Cette vente a engendré une perte de valeur monumentale des actifs et incité les autres traders réalisant ce type de transactions à vendre très rapidement. Cet effet domino a entraîné une chute exponentielle des actions américaines, certaines jusqu'au centime de dollar, et leur brusque remontée. Par ailleurs, il réduit la liquidité des marchés car, suite à une simple erreur d'algorithme, il peut conduire de nombreux traders à fuir les marchés électroniques en quelques minutes.
6. La TTF européenne mènera à la délocalisation des gestionnaires d'actifs français au profit de places hors TTF comme Londres ou le Luxembourg :
Faux. Le ministre des Finances Pierre Moscovici et ses homologues européens ont requis l'application du dispositif américain FATCA aux pays européens.
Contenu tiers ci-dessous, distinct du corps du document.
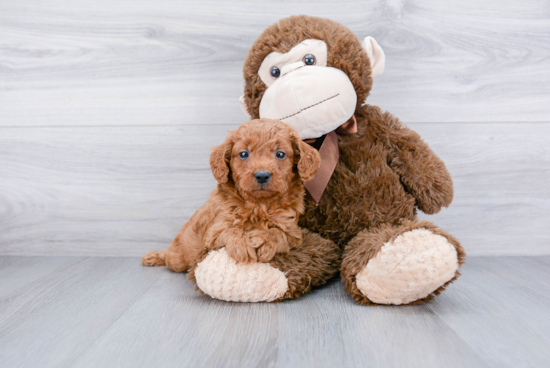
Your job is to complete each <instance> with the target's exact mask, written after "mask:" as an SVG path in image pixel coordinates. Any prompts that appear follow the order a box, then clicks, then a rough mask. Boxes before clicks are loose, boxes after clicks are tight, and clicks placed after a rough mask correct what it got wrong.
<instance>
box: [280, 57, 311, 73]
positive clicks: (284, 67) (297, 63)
mask: <svg viewBox="0 0 550 368" xmlns="http://www.w3.org/2000/svg"><path fill="white" fill-rule="evenodd" d="M303 66H306V64H304V62H303V61H297V62H295V63H292V64H288V65H285V66H283V67H282V68H281V77H282V76H283V75H285V74H288V73H290V72H292V71H294V70H296V69H298V68H301V67H303Z"/></svg>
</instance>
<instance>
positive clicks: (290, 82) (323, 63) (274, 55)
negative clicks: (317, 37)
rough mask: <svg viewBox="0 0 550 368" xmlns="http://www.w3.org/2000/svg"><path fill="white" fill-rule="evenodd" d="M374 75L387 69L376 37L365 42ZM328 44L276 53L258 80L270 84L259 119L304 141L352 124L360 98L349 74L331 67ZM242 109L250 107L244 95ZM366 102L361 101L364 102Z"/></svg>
mask: <svg viewBox="0 0 550 368" xmlns="http://www.w3.org/2000/svg"><path fill="white" fill-rule="evenodd" d="M362 47H363V49H364V50H365V51H366V53H367V55H368V57H369V60H370V64H371V65H370V67H371V70H372V77H376V76H378V75H380V74H382V72H383V71H384V61H385V56H384V52H383V51H382V49H381V48H380V46H379V45H378V43H377V42H376V41H375V40H374V38H372V37H366V38H365V39H364V41H363V43H362ZM327 60H328V50H327V44H326V43H325V42H324V41H322V40H314V39H308V40H305V41H303V42H301V43H299V44H298V45H296V46H294V47H293V48H292V49H291V50H290V51H288V52H287V53H284V54H283V53H279V52H272V53H270V54H269V55H268V56H266V57H265V59H264V60H263V61H262V64H261V66H260V68H259V70H258V76H259V77H260V79H261V80H262V82H263V83H265V85H266V86H267V90H266V91H265V93H264V95H263V96H262V100H261V102H260V106H259V114H260V118H270V119H276V120H281V121H283V122H284V123H286V124H288V125H290V126H291V127H292V128H294V129H295V130H296V131H297V132H298V133H299V134H300V136H301V137H302V139H310V138H318V137H320V136H322V135H324V134H327V133H329V132H331V131H333V130H335V129H337V128H338V127H339V126H341V125H342V124H344V123H345V122H346V121H348V120H349V119H350V118H351V117H352V116H353V114H354V112H355V109H356V108H357V103H358V101H357V94H356V92H355V88H354V86H353V84H352V82H351V81H350V79H349V78H348V76H347V75H346V74H345V73H344V72H343V71H342V70H340V69H338V68H334V67H330V66H328V63H327ZM240 101H241V104H242V107H243V111H245V112H247V106H246V104H245V102H244V99H243V97H241V100H240ZM361 102H362V101H361Z"/></svg>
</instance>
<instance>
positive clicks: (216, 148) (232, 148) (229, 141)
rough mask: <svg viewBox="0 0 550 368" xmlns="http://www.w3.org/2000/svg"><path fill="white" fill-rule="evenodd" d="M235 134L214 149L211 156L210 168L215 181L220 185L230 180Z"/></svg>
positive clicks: (211, 154) (231, 134) (226, 182)
mask: <svg viewBox="0 0 550 368" xmlns="http://www.w3.org/2000/svg"><path fill="white" fill-rule="evenodd" d="M232 136H233V133H231V134H229V136H228V137H227V138H226V139H225V142H223V143H222V144H220V145H219V146H216V147H213V148H212V153H211V154H210V168H211V169H212V174H214V179H216V180H217V181H218V183H220V184H224V183H227V180H228V178H229V163H230V162H231V150H232V149H233V139H232Z"/></svg>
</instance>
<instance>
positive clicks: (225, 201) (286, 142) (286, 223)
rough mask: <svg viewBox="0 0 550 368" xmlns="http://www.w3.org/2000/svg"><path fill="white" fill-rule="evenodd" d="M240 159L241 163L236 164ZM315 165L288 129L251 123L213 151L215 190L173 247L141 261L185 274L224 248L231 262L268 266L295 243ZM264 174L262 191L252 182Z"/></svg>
mask: <svg viewBox="0 0 550 368" xmlns="http://www.w3.org/2000/svg"><path fill="white" fill-rule="evenodd" d="M242 152H247V155H244V156H247V157H241V153H242ZM319 165H320V157H319V153H318V152H317V151H316V150H315V149H313V148H312V147H310V146H309V145H307V144H305V143H304V142H302V140H301V138H300V136H299V135H298V133H297V132H296V131H295V130H294V129H292V128H290V127H289V126H288V125H286V124H284V123H282V122H280V121H277V120H270V119H260V120H253V121H250V122H248V123H245V124H243V125H241V126H240V127H239V128H238V129H237V130H236V131H233V132H231V133H230V134H229V136H228V137H227V138H226V139H225V142H224V143H223V144H221V145H220V146H217V147H214V149H213V150H212V154H211V156H210V166H211V168H212V173H213V174H214V178H215V179H216V180H217V181H218V187H217V188H216V189H215V190H214V191H213V192H212V193H211V195H210V199H209V200H208V201H207V202H206V204H205V205H204V206H202V207H201V208H200V209H199V210H198V211H197V212H195V214H194V215H193V216H192V217H191V219H189V221H188V222H187V223H186V224H185V225H183V227H182V229H181V231H180V232H179V233H178V235H177V236H176V238H175V239H174V240H173V241H172V243H171V244H170V246H169V247H168V249H165V250H162V251H151V252H149V253H147V254H146V255H145V256H144V257H143V258H142V260H141V262H142V264H144V265H146V266H163V265H166V266H167V267H168V268H169V269H171V270H172V271H175V272H185V271H187V270H188V269H189V268H190V267H191V266H192V265H193V263H194V261H195V259H196V258H197V256H198V255H199V254H200V253H201V251H204V250H205V249H211V248H220V247H223V246H224V247H225V248H226V250H227V253H228V254H229V256H230V257H232V258H233V259H235V260H236V261H237V262H243V263H247V262H256V261H259V262H269V261H270V260H271V259H272V258H273V257H274V256H275V255H276V254H277V253H285V252H288V251H289V249H290V248H291V247H295V246H298V245H299V244H301V242H302V231H301V229H300V227H299V226H298V218H299V216H300V215H301V214H303V212H304V205H303V200H304V187H303V182H304V181H308V180H310V179H311V178H312V177H313V175H314V174H315V172H316V171H317V169H318V168H319ZM259 171H264V172H268V173H269V174H270V179H269V181H268V182H267V183H263V184H261V183H260V182H259V181H258V180H257V179H256V177H255V174H256V173H257V172H259Z"/></svg>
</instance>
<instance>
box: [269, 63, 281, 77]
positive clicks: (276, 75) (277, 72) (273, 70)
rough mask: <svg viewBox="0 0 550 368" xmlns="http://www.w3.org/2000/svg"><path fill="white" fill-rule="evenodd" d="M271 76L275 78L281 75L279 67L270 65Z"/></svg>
mask: <svg viewBox="0 0 550 368" xmlns="http://www.w3.org/2000/svg"><path fill="white" fill-rule="evenodd" d="M271 76H272V77H273V78H275V79H277V78H279V77H280V76H281V69H279V68H277V67H276V66H272V67H271Z"/></svg>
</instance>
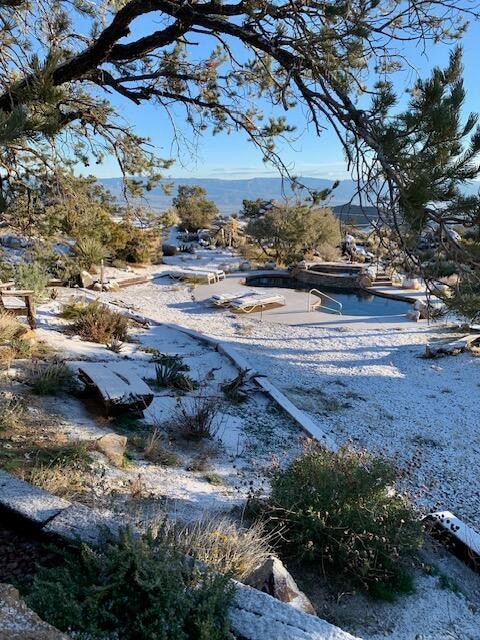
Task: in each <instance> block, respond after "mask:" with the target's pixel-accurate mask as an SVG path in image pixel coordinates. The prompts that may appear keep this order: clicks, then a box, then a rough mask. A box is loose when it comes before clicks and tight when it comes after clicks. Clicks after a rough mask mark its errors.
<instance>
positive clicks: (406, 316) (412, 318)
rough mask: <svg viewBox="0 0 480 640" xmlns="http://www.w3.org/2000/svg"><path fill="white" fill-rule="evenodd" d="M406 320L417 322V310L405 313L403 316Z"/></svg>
mask: <svg viewBox="0 0 480 640" xmlns="http://www.w3.org/2000/svg"><path fill="white" fill-rule="evenodd" d="M405 317H406V319H407V320H413V322H418V321H419V320H420V311H419V310H418V309H412V310H410V311H407V313H406V314H405Z"/></svg>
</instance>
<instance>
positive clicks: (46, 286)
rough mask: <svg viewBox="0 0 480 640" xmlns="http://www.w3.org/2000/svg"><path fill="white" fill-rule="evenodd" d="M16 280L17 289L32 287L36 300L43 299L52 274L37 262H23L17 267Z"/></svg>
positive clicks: (15, 275) (14, 279)
mask: <svg viewBox="0 0 480 640" xmlns="http://www.w3.org/2000/svg"><path fill="white" fill-rule="evenodd" d="M14 280H15V286H16V287H17V289H31V290H32V291H33V293H34V294H35V299H36V300H43V299H44V298H45V297H46V291H47V284H48V281H49V280H50V275H49V274H48V273H47V271H46V270H45V269H44V268H43V267H42V266H41V265H39V264H37V263H28V262H23V263H20V264H18V265H17V266H16V267H15V274H14Z"/></svg>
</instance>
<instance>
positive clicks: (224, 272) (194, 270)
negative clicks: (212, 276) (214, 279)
mask: <svg viewBox="0 0 480 640" xmlns="http://www.w3.org/2000/svg"><path fill="white" fill-rule="evenodd" d="M188 270H189V267H187V268H186V271H188ZM193 271H198V272H200V273H213V275H214V276H215V279H216V281H217V282H220V280H225V271H224V270H223V269H216V268H215V267H212V268H211V269H210V268H208V267H205V268H204V269H202V267H194V268H193Z"/></svg>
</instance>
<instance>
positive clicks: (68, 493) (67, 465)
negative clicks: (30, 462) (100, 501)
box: [28, 442, 92, 500]
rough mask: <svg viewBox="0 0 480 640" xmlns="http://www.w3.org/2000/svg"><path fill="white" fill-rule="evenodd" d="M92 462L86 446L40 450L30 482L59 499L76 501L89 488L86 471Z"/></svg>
mask: <svg viewBox="0 0 480 640" xmlns="http://www.w3.org/2000/svg"><path fill="white" fill-rule="evenodd" d="M91 461H92V458H91V455H90V452H89V449H88V447H87V445H86V444H85V443H83V442H71V443H68V444H64V445H59V446H56V447H52V448H49V449H47V448H45V449H39V450H38V451H37V454H36V458H35V462H34V465H33V467H32V468H31V470H30V471H29V474H28V481H29V482H30V483H31V484H33V485H35V486H36V487H39V488H40V489H44V490H45V491H48V492H49V493H53V494H54V495H56V496H60V497H62V498H66V499H68V500H73V499H76V498H78V496H80V495H81V494H82V493H85V491H87V489H88V488H89V487H88V478H87V475H86V471H87V470H88V468H89V465H90V464H91Z"/></svg>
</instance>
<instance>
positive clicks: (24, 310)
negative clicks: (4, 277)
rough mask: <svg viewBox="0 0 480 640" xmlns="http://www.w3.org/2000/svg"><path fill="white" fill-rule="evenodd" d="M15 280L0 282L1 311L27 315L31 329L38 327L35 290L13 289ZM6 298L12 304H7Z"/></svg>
mask: <svg viewBox="0 0 480 640" xmlns="http://www.w3.org/2000/svg"><path fill="white" fill-rule="evenodd" d="M13 286H14V283H13V282H5V283H3V284H0V311H4V312H7V313H12V314H13V315H15V316H26V318H27V322H28V324H29V327H30V329H35V328H36V322H35V301H34V295H35V294H34V291H31V290H29V289H12V287H13ZM5 299H8V300H9V301H11V303H12V304H8V305H6V304H5Z"/></svg>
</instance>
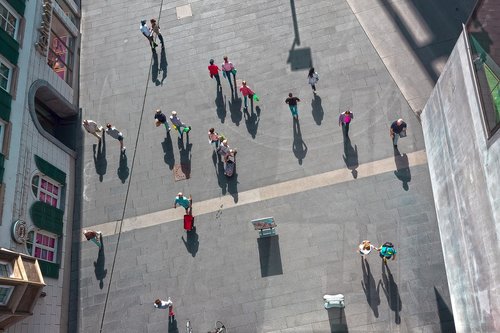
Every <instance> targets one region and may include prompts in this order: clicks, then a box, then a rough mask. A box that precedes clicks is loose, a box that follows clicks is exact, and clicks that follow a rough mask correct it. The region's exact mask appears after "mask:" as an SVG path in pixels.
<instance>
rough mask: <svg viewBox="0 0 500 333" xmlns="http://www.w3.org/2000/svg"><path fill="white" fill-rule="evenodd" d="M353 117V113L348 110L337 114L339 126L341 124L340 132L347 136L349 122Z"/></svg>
mask: <svg viewBox="0 0 500 333" xmlns="http://www.w3.org/2000/svg"><path fill="white" fill-rule="evenodd" d="M353 119H354V114H353V113H352V112H351V111H350V110H347V111H344V112H342V113H341V114H340V116H339V126H342V133H344V136H345V137H349V124H350V123H351V120H353Z"/></svg>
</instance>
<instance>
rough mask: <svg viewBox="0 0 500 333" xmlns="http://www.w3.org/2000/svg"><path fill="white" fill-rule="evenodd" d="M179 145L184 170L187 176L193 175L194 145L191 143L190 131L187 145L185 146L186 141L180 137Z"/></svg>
mask: <svg viewBox="0 0 500 333" xmlns="http://www.w3.org/2000/svg"><path fill="white" fill-rule="evenodd" d="M177 145H178V147H179V155H180V160H181V168H182V172H183V173H184V174H185V175H186V178H189V177H190V175H191V149H192V147H193V144H192V143H189V133H186V146H184V141H183V140H182V139H180V138H179V139H178V140H177Z"/></svg>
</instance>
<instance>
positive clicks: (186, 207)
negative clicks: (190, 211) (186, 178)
mask: <svg viewBox="0 0 500 333" xmlns="http://www.w3.org/2000/svg"><path fill="white" fill-rule="evenodd" d="M177 205H179V206H182V207H184V209H185V210H186V215H190V214H189V211H190V210H191V209H192V205H193V198H192V197H191V196H189V198H186V197H185V196H184V195H183V194H182V192H179V193H177V196H176V197H175V201H174V208H177Z"/></svg>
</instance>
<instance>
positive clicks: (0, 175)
mask: <svg viewBox="0 0 500 333" xmlns="http://www.w3.org/2000/svg"><path fill="white" fill-rule="evenodd" d="M4 161H5V157H4V156H3V154H2V153H0V183H2V182H3V172H4V170H5V169H4V167H3V163H4Z"/></svg>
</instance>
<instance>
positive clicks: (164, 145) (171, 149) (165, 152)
mask: <svg viewBox="0 0 500 333" xmlns="http://www.w3.org/2000/svg"><path fill="white" fill-rule="evenodd" d="M161 147H162V148H163V154H164V156H163V160H164V161H165V163H166V164H167V165H168V167H169V169H170V170H172V169H173V168H174V164H175V156H174V148H173V146H172V138H171V136H170V132H168V133H167V136H166V137H165V140H163V142H162V143H161Z"/></svg>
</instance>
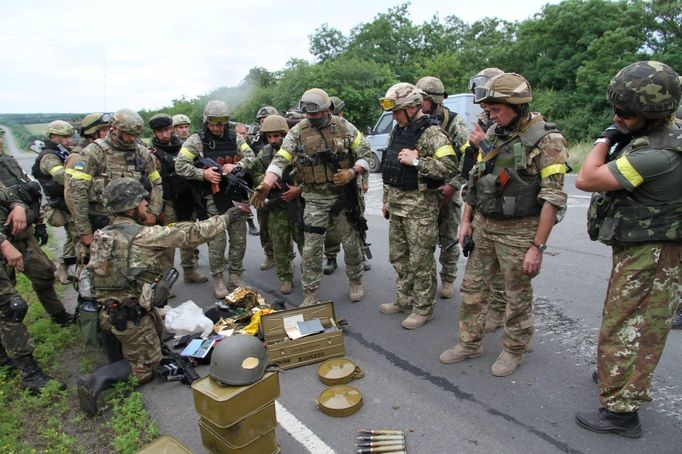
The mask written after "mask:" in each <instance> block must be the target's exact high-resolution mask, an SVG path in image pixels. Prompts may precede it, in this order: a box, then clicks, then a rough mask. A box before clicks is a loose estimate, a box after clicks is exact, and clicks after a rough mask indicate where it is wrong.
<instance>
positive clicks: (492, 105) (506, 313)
mask: <svg viewBox="0 0 682 454" xmlns="http://www.w3.org/2000/svg"><path fill="white" fill-rule="evenodd" d="M479 88H480V90H479V89H477V95H478V96H477V101H480V102H485V103H487V104H489V108H490V118H491V119H492V120H493V121H495V124H494V125H493V126H491V127H490V129H489V130H488V132H487V133H484V132H483V129H482V128H481V127H480V126H478V125H476V126H475V129H474V131H473V132H472V137H473V138H474V139H475V140H476V141H477V142H478V145H479V148H480V149H481V154H482V157H481V161H480V163H479V165H478V166H477V167H476V168H475V169H474V170H473V171H472V172H471V176H470V178H469V183H468V192H467V198H466V201H465V204H464V214H463V215H462V223H461V225H460V232H459V239H460V242H461V243H462V244H464V243H465V238H467V240H468V239H469V238H471V236H472V235H473V241H474V244H475V246H474V248H473V251H472V252H471V253H470V255H469V260H468V262H467V267H466V271H465V273H464V280H463V282H462V286H461V288H460V293H461V295H462V303H461V305H460V310H459V343H458V344H457V345H456V346H454V347H452V348H449V349H447V350H445V351H444V352H443V353H442V354H441V355H440V361H441V362H443V363H446V364H452V363H458V362H460V361H463V360H464V359H466V358H476V357H478V356H481V354H482V348H481V341H482V339H483V334H484V331H483V330H484V327H485V315H486V311H487V305H488V302H487V296H488V293H489V290H490V285H491V281H492V279H494V278H495V276H496V275H497V273H498V272H500V273H501V274H502V276H503V277H504V281H505V288H506V297H507V308H506V317H505V322H504V329H505V333H504V336H503V338H502V346H503V350H502V352H501V353H500V355H499V356H498V358H497V360H496V361H495V363H494V364H493V365H492V369H491V372H492V374H493V375H495V376H497V377H503V376H507V375H510V374H512V373H513V372H514V371H515V370H516V369H517V368H518V366H519V365H520V364H521V363H522V362H523V360H524V355H525V352H526V349H527V348H528V347H529V345H530V341H531V338H532V336H533V318H532V305H533V288H532V286H531V279H532V278H533V277H535V276H536V275H537V274H538V273H539V272H540V267H541V265H542V253H543V252H544V250H545V249H546V247H547V246H546V243H547V239H548V238H549V234H550V232H551V230H552V227H553V225H554V224H555V223H556V222H557V220H558V219H561V216H557V213H559V212H560V210H561V212H563V210H564V209H565V207H566V199H567V196H566V193H565V192H564V191H563V183H564V174H565V173H566V172H567V170H568V166H567V165H566V160H567V159H568V151H567V144H566V140H565V139H564V137H563V136H562V135H561V133H560V132H559V131H558V130H557V129H556V126H554V125H553V124H551V123H547V122H545V120H544V118H543V117H542V115H541V114H539V113H536V112H530V111H529V103H530V102H531V101H532V99H533V96H532V93H531V88H530V84H529V83H528V81H527V80H526V79H525V78H523V77H522V76H520V75H519V74H514V73H505V74H500V75H497V76H495V77H493V78H491V79H490V80H489V81H488V83H487V84H486V85H485V86H484V87H479ZM484 138H485V140H484ZM474 210H475V211H474ZM472 221H473V225H472ZM466 242H468V241H466Z"/></svg>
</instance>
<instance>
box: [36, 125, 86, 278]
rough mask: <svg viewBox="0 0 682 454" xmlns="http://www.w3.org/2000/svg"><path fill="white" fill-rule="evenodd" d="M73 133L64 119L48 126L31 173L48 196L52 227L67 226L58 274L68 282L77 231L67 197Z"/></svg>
mask: <svg viewBox="0 0 682 454" xmlns="http://www.w3.org/2000/svg"><path fill="white" fill-rule="evenodd" d="M71 136H73V126H71V125H70V124H69V123H67V122H66V121H63V120H55V121H53V122H52V123H50V124H49V126H48V128H47V140H46V141H45V148H43V150H42V151H41V152H40V154H39V155H38V157H37V158H36V161H35V163H34V164H33V168H32V169H31V174H32V175H33V176H34V177H35V179H36V180H38V182H39V183H40V186H42V188H43V192H44V193H45V196H46V197H47V210H46V214H45V216H46V218H47V223H48V224H50V225H51V226H53V227H64V231H65V233H66V239H65V240H64V246H63V248H62V257H61V259H60V260H59V261H58V263H59V264H58V265H57V271H56V273H55V277H56V278H57V279H58V280H59V282H61V283H62V284H68V283H69V266H68V265H67V264H66V263H65V262H64V258H65V257H73V256H75V255H76V244H77V243H78V235H76V229H75V226H74V224H73V218H72V217H71V213H69V209H68V208H67V207H66V201H65V200H64V161H66V158H67V157H68V156H69V154H70V153H71V148H70V147H71Z"/></svg>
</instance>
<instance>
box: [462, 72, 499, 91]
mask: <svg viewBox="0 0 682 454" xmlns="http://www.w3.org/2000/svg"><path fill="white" fill-rule="evenodd" d="M500 74H504V71H502V70H501V69H500V68H485V69H482V70H481V71H479V73H478V74H476V75H475V76H474V77H472V78H471V79H469V85H468V87H467V89H468V90H469V91H470V92H471V93H473V92H474V90H475V89H476V87H482V86H483V85H485V83H486V82H488V81H489V80H490V79H492V78H493V77H495V76H498V75H500Z"/></svg>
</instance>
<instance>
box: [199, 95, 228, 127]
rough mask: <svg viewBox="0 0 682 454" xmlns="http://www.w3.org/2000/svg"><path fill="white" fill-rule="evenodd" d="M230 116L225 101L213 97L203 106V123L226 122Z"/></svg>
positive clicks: (225, 123)
mask: <svg viewBox="0 0 682 454" xmlns="http://www.w3.org/2000/svg"><path fill="white" fill-rule="evenodd" d="M231 116H232V115H231V114H230V109H228V108H227V104H225V101H220V100H217V99H213V100H211V101H209V102H208V104H206V107H204V123H207V122H208V123H214V124H227V123H228V122H229V121H230V117H231Z"/></svg>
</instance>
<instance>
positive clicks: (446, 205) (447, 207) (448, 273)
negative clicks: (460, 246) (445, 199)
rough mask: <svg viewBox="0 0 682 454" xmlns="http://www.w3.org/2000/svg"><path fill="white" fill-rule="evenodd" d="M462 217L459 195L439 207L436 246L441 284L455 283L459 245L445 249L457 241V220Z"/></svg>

Le dispositif FATCA (Foreign Account Tax Compliance Act) permet de taxer les comptes des Français à Londres, Luxembourg ou ailleurs. Dès lors, pourquoi les clients des gestionnaires d'actifs français iraient-ils ouvrir des comptes à Londres, dans la mesure où cela ne leur permettra pas d'échapper à la TTF ?
Rappelons que le dispositif FATCA américain est le plus efficace pour lutter contre l'évasion fiscale au monde. Les banques suisses ont toutes dû s'y soumettre car FATCA prévoit deux mesures si une banque ne collabore pas avec l'administration fiscale américaine. Celle-ci peut tout d'abord récupérer les sommes perdues en ponctionnant directement l'ensemble des paiements qui, avant d'être livrés à la banque étrangère, transite sur son territoire.
Enfin, elle peut interdire à cette banque étrangère tout échange commercial avec les ressortissants américains et/ou avec toute banque étrangère autorisée à commercer avec ces mêmes ressortissants. Les banques préfèrent par conséquent collaborer plutôt que de perdre leurs clients américains.